May 24 2012
Maintaining our cognitive ability into old age is a top priority for some neuroscience researchers. As our population ages, cognitive decline and dementia are becoming more prevalent, requiring tremendous health care resources and having a significant impact on quality of life. Also, anyone who has had a family member suffer from dementia knows the heavy toll that this slow loss of self takes on the individual and their family.
A recent study sheds some light on the brain changes that correlate with cognitive decline in the elderly. Researchers studied 420 adults in their 70′s, using four different imaging methods to look at their brain anatomy. They found that the robustness of connections within the brain (the white matter tracts) correlated well with general intelligence.
What this study implies is that overall intelligence may be largely a factor of processing speed within the brain and the ability of the various brain regions to communicate with each other. General intelligence is less a factor of the function of any one or small number of brain regions. The white matter are the tracts in the brain where the axons that make up these connections reside.
The subjects in the study are part of the Lothian Birth Cohort of 1936, a group of 1100 people who have been followed since age 11. This is helpful because a lot of information about their overall health and intelligence has been tracked throughout their lives.
It should be noted that the current study did not look at dementia or specifically Alzheimer’s disease (AD). AD is a pathological condition that affects the brain neurons themselves, not the white matter. In AD the different parts of the brain, and the specific functions associated with them, are progressively damaged by degenerative changes. The current study was looking at the changes in brain function that happen as a consequence of aging, in some individuals, and not the effects of a specific disease.
Also, the current study found a correlation between white matter robustness and general intelligence and reaction time. It’s possible that those subjects who performed better on these tests had more robust white matter connections to begin with, rather than losing fewer of those connections as they aged. Longitudinal follow up of the current study will be helpful to sort out the relative contribution of these two factors. In other words – is loss of white matter connections causing cognitive decline in the elderly? This study suggests that it is, but again would benefit from confirmation.
The next question, of course, is how to prevent the loss of white matter connections. Not everyone suffers such a decline as they age. Are the lucky ones who stay sharp into very old age just benefiting from having the right genes, or are there lifestyle changes that can improve our odds? This study did not address that issue, but does provide an excellent tool for studying that question.
There are a number of studies that do look at the risk of dementia and cognitive decline in the elderly. A recent review of this research concludes that the usual lifestyle risk factors you would guess to be associated are in fact risk factors for cognitive decline. These risk factors include hypertension, obesity, smoking, a high saturated fat diet, and social isolation. Protective factors include physical activity, staying mentally active and socially engaged, moderate alcohol consumption, and vegetable and fish consumption.
In short – good overall physical health contributes to overall cognitive health. It is also important to keep mentally engaged, and research suggests that the best way to do this is to keep challenging yourself with new types of activity.

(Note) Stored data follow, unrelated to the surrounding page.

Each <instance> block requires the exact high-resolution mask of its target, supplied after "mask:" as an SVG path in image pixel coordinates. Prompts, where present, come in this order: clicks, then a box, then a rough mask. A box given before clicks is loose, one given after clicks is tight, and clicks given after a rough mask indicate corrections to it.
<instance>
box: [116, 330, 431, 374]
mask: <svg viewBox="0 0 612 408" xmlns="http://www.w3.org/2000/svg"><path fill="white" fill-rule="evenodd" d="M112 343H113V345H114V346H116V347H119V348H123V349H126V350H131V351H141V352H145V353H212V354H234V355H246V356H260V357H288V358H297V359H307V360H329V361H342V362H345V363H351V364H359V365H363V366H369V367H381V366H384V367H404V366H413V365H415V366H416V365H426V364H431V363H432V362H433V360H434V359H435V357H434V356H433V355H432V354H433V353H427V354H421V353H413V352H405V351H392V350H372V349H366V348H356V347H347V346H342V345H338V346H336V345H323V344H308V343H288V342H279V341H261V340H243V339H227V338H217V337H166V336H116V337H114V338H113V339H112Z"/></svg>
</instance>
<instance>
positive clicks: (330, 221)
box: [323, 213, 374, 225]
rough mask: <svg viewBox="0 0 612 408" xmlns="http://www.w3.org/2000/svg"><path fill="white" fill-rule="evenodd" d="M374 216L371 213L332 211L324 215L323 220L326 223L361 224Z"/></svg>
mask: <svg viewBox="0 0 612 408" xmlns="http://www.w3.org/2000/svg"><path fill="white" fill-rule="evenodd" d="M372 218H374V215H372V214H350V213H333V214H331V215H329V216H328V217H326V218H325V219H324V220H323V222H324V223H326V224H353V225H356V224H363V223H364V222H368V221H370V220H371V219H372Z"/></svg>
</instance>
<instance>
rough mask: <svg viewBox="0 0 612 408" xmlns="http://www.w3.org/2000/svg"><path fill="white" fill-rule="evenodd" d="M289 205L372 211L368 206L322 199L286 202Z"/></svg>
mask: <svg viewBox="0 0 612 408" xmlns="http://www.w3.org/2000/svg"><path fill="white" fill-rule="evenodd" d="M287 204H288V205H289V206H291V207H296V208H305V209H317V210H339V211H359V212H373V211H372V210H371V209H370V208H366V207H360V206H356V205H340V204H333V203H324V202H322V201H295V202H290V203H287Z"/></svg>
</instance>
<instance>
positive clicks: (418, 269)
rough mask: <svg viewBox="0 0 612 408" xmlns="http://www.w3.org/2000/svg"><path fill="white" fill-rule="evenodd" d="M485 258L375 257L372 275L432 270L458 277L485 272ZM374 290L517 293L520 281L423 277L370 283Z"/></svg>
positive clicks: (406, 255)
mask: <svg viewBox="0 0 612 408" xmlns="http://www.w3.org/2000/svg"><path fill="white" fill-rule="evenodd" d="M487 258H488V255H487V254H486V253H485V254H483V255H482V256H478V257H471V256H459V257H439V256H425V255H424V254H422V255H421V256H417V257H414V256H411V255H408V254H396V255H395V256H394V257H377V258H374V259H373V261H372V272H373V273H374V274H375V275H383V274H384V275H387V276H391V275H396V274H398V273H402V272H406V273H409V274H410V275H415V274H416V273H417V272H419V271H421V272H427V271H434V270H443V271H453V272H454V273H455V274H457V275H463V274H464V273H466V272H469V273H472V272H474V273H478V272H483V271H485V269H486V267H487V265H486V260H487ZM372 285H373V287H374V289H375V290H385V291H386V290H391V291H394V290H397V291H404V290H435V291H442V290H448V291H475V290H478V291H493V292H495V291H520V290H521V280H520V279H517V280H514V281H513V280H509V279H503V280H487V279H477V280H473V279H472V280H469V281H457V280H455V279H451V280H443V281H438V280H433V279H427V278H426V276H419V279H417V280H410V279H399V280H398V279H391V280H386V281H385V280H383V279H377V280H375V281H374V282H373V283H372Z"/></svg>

I am not sure I buy the moderate alcohol consumption factor. This research has gone back and forth over the years, depending upon how factors are accounted for. For example, if the non-drinker category is contaminated with ex-alcoholics this tends to worsen the overall outcome of that group. Moderate alcohol consumption may also just be a marker for some other factor, such as social engagement. It’s possible moderate amounts of alcohol, or perhaps certain kinds of alcohol, like red wine, have a vascular protective effect, but I don’t think the final word is in on this yet.
I agree that research into cognitive decline with aging, what causes it, what changes occur within the brain, and how to prevent or minimize it – is a very high priority. Since we essentially are our brains, preserving them in good health and function throughout life is very important. Loss of brain function represents a literal loss of self.
And yes, I am deliberately making a reference to the debate on consciousness that has been raging on this blog over the last week. This kind of neuroscience research, in my opinion, establishes a clear direction of cause and effects. Systemic disease and illness causes changes to the brain and concomitant loss of cognitive function. The brain is a biological organ. Biological factors affect its function. That function is our cognition – our consciousness. The conclusion is ineluctable.